2. Tie a piece of moistened bladder very firmly over one end of a similar glass cylinder, and place the open end on the plate of the pump. As soon as you begin to exhaust the air from the interior, the bladder, which was previously quite horizontal, will begin to bulge inwards, the concavity increasing as the exhaustion proceeds, until the bladder, no longer able to bear the weight of the superincumbent air, breaks with a loud report.

3. The elasticity of air, or indeed of any gaseous body, may be shown by introducing under the air-pump receiver a bladder containing a very small quantity of air, its mouth being closely tied. As you exhaust the air from the receiver, that portion contained in the bladder being no longer pressed upon by the atmosphere, will gradually expand, distending the bladder until it appears nearly full: on readmitting the air into the receiver, the bladder will at once shrink to its former dimensions.

A shrivelled apple placed under the same conditions will appear plump when the air is removed from the receiver, and resume its former appearance on the readmission of the air.

4. There is a very pretty apparatus made for the purpose of showing the pressure of the atmosphere, consisting of a hollow globe of brass, about three inches in diameter, divided into two equal parts, which fit very accurately together. It is furnished with two handles; one of them screwed into a hollow stem, communicating with the interior of the globe, and fitting on to the air-pump: the other is attached to a short stem on the opposite side of the globe. In the natural state the globe may easily be separated into its two hemispheres by one person pulling the handles, but after the air has been exhausted from the interior it requires two very strong men to separate the parts, and they will often fail to do so. By turning the stopcock, and readmitting the air into the interior of the globe, it will come asunder as easily as at first.

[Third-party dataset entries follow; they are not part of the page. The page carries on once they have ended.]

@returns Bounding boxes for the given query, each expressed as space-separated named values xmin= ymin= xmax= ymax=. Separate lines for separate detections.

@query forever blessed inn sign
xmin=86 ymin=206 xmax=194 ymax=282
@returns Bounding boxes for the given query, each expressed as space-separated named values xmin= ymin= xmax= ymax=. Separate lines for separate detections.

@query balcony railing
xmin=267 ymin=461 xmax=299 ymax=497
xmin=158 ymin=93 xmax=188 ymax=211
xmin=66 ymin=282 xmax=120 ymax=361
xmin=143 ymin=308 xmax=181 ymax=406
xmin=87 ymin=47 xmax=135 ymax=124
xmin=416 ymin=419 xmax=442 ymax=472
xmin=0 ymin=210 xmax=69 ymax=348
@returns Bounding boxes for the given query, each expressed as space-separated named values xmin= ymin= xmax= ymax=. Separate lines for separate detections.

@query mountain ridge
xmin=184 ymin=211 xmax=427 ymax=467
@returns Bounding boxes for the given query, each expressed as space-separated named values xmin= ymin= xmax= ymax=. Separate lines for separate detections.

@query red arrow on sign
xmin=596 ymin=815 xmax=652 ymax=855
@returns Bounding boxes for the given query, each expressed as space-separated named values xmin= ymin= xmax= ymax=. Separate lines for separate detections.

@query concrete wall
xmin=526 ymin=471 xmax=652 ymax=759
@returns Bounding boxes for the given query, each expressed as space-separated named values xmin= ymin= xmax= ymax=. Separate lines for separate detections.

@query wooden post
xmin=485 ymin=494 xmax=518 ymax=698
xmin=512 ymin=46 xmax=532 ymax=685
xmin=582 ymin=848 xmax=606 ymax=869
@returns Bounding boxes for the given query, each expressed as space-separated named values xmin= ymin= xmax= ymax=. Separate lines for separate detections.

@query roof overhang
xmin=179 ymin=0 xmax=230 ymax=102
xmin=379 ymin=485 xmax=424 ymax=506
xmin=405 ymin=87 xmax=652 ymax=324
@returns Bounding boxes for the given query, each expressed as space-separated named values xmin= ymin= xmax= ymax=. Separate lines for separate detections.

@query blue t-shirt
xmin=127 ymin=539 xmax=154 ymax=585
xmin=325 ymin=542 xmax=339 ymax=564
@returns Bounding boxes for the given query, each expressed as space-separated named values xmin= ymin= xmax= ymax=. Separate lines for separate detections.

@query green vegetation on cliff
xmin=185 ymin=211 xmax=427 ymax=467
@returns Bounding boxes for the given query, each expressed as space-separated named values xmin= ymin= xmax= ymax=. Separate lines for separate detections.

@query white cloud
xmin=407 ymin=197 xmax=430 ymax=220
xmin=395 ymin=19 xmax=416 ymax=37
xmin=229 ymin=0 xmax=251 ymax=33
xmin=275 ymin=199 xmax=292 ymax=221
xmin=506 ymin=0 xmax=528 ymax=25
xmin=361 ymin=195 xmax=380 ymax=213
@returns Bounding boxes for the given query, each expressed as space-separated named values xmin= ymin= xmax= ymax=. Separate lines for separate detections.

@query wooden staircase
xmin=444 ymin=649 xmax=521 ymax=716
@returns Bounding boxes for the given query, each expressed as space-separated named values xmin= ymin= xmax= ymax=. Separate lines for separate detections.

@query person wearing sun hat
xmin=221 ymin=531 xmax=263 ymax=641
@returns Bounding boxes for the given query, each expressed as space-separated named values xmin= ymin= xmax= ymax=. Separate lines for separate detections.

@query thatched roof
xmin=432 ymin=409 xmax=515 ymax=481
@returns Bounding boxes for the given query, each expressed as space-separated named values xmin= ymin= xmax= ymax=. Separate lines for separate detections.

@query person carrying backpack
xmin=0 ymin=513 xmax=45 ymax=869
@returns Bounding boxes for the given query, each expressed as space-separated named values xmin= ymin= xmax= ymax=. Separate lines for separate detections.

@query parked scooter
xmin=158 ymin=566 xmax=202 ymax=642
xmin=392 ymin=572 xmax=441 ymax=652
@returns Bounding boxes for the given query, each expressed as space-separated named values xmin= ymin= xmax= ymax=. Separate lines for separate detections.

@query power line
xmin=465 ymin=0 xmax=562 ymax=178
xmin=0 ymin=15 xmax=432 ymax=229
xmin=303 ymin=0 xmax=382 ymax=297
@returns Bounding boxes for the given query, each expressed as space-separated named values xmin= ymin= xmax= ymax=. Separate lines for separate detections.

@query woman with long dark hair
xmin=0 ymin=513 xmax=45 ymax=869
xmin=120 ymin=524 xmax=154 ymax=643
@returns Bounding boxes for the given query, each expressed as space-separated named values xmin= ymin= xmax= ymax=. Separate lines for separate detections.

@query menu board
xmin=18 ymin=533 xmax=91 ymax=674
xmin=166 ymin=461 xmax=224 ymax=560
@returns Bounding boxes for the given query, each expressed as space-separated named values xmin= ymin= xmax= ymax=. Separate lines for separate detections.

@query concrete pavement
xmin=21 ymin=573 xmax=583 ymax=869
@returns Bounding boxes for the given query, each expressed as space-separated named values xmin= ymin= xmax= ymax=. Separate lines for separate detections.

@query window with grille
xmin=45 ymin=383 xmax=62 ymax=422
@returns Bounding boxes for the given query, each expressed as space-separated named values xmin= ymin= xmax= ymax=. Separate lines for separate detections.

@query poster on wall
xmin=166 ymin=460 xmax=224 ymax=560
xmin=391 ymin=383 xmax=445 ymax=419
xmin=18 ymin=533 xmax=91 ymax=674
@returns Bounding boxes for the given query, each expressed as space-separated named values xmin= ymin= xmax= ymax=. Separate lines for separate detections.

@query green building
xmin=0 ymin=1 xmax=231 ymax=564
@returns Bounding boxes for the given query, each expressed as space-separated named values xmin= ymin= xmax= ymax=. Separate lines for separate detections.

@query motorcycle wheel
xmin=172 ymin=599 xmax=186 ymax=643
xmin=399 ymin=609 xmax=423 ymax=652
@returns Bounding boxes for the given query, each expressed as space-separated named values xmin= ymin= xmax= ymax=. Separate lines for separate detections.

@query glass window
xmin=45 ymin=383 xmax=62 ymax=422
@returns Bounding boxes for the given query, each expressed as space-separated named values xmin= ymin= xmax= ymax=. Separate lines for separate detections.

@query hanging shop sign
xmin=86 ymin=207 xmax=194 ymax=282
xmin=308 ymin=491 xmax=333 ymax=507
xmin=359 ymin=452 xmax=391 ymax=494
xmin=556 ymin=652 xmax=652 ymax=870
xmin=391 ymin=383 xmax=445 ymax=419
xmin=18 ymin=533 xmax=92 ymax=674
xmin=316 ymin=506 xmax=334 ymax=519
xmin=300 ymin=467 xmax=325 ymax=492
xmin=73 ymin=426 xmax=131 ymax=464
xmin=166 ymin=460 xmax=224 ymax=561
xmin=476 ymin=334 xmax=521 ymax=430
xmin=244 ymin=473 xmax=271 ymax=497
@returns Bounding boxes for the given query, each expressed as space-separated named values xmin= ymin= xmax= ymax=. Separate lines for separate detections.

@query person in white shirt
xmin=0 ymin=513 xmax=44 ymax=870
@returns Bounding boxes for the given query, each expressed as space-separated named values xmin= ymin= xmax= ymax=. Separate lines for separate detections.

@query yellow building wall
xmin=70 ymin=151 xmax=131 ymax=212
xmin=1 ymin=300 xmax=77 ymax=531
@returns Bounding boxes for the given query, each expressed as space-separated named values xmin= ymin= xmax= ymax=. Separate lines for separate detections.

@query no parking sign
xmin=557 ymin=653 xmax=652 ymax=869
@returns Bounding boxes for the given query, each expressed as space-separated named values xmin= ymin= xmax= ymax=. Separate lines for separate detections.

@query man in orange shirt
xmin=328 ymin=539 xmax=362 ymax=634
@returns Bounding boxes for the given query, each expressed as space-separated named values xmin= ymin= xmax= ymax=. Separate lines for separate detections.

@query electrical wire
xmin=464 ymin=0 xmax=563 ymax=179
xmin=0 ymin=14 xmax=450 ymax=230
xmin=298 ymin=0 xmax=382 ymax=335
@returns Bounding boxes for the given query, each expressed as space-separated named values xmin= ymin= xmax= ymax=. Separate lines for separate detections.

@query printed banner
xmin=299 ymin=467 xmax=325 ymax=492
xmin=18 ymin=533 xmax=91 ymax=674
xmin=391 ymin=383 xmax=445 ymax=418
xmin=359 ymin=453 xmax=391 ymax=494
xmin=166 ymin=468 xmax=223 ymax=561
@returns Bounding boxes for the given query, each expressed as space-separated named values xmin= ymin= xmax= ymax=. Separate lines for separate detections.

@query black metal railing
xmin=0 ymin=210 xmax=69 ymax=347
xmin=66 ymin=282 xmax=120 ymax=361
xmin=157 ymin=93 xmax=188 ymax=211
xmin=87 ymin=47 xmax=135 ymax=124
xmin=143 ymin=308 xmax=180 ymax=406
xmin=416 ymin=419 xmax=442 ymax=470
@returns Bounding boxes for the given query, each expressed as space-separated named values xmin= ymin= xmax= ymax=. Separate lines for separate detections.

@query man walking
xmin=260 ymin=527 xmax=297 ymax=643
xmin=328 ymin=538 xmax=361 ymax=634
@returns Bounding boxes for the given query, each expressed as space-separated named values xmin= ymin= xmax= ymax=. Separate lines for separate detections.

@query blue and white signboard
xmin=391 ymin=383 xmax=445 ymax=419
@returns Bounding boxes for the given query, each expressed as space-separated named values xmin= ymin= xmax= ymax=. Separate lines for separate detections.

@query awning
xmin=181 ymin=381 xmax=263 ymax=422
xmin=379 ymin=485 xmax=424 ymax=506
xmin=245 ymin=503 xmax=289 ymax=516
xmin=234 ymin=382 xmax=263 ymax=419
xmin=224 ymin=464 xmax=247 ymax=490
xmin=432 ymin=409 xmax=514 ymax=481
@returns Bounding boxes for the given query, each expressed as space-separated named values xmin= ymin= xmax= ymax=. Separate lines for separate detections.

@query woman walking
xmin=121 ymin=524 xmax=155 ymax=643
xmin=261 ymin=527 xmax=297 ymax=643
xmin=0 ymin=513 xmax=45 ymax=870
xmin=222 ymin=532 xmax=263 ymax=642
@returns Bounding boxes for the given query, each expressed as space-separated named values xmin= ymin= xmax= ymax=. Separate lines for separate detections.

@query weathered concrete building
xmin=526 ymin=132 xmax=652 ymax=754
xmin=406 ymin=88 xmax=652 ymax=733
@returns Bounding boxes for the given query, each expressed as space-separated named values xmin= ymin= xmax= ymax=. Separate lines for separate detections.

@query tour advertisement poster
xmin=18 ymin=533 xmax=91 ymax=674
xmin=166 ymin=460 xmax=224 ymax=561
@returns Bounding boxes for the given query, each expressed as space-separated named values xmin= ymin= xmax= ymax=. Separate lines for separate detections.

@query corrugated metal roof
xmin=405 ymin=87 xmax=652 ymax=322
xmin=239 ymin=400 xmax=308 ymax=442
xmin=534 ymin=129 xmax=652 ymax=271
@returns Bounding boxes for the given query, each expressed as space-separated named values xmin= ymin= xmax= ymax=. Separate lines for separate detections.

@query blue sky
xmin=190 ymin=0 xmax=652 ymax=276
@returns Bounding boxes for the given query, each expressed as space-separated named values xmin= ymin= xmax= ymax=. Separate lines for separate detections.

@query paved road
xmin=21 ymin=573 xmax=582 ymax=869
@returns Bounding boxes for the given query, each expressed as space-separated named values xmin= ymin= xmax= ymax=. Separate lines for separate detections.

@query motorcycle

We are indebted to the weight of the atmosphere for the power we possess of raising water by the common pump; for the piston of the pump withdrawing the air from the interior of the pipe, which terminates in water, the pressure of the atmosphere forces the water up the pipe to supply the place of the air withdrawn. It was soon found, however, that when the column of water in the pipe was more than thirty feet high, the pump became useless, for the water refused to rise higher. Why? It was found that a column of water about thirty feet high exerted a pressure equal to the weight of the atmosphere, thus establishing an equilibrium between the water in the pipe and the atmospheric pressure.

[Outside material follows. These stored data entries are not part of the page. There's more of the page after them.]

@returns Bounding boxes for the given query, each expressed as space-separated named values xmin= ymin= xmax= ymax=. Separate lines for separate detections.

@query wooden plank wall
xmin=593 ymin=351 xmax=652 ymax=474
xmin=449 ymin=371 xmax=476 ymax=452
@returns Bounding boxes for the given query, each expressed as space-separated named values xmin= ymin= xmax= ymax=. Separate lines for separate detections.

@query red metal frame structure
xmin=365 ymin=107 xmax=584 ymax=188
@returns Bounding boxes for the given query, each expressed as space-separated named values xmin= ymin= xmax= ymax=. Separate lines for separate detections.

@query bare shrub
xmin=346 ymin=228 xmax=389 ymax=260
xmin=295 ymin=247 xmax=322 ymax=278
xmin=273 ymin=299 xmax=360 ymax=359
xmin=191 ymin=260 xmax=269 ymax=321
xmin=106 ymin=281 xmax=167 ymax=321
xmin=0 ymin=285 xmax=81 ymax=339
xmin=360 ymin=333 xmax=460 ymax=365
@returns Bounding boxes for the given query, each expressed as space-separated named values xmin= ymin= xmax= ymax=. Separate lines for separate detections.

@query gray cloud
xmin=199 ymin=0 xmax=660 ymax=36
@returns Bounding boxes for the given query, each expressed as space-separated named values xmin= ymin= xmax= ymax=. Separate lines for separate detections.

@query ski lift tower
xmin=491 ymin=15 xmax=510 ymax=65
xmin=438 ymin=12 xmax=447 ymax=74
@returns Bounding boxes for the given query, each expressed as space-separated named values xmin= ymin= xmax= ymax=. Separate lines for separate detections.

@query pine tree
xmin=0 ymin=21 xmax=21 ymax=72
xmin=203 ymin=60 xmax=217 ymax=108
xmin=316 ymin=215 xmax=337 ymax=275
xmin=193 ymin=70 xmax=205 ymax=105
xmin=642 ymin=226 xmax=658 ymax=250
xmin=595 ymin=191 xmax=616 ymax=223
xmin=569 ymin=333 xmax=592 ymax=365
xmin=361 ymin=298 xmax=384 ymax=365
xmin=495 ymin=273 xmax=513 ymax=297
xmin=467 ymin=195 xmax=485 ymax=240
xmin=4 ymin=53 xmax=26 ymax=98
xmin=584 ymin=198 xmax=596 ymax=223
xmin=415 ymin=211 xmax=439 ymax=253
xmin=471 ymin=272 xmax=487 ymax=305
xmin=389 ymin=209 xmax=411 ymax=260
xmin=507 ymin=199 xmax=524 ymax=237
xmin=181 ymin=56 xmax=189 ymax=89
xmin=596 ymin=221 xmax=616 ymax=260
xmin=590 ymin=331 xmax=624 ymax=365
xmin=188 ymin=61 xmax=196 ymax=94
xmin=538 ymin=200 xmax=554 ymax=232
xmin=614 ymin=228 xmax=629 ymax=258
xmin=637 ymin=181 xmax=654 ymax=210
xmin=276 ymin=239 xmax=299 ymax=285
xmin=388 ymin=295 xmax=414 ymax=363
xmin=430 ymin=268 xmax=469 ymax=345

This is the principle on which the barometer, or measurer of weight, as its name imports, is constructed. The metal Mercury is about thirteen and a half times heavier than water; consequently, if a column of water thirty feet high balances the pressure of the atmosphere, a column of mercury thirty inches high ought to do so also—and this is in fact the case. If you take a glass tube nearly three feet long, and closed at one end, and fill it with mercury; then, placing your finger on the open end, invert the tube into a basin or saucer containing some of the same metal; upon removing your finger (which must be done carefully, while the mouth of the tube is completely covered by the mercury,) it will be seen that the fluid will fall a few inches, leaving the upper part of the tube empty. Such a tube with a graduated scale attached is in truth a barometer, and as the weight of the atmosphere increases or decreases, so the mercury rises or falls in the tube. This instrument is of the greatest value to the seaman, for a sudden fall of the barometer will often give notice of an impending storm when all is fine and calm, and thus enable the mariner to make the preparations necessary to meet the danger.

It was discovered by an Italian philosopher named Torricelli, and from him the vacuum formed in the upper end of the tube above the surface of the mercury has been called the Torricellian vacuum. It is by far the most perfect vacuum that can be obtained, containing necessarily nothing but a minute quantity of the vapour of mercury.

EXPERIMENT.

Pass a little ether through the mercury in the tube, and as soon as it reaches the empty space it will boil violently, depressing the mercury, until the pressure of its own vapour is sufficient to prevent its ebullition. If you now cool the upper part of the tube, so as to condense the vapour, the pressure being thus removed, the ether will again begin to boil, and so alternately, as often as you please, in order to show this fact with effect, the bore of the tube should not be less than half an inch in diameter.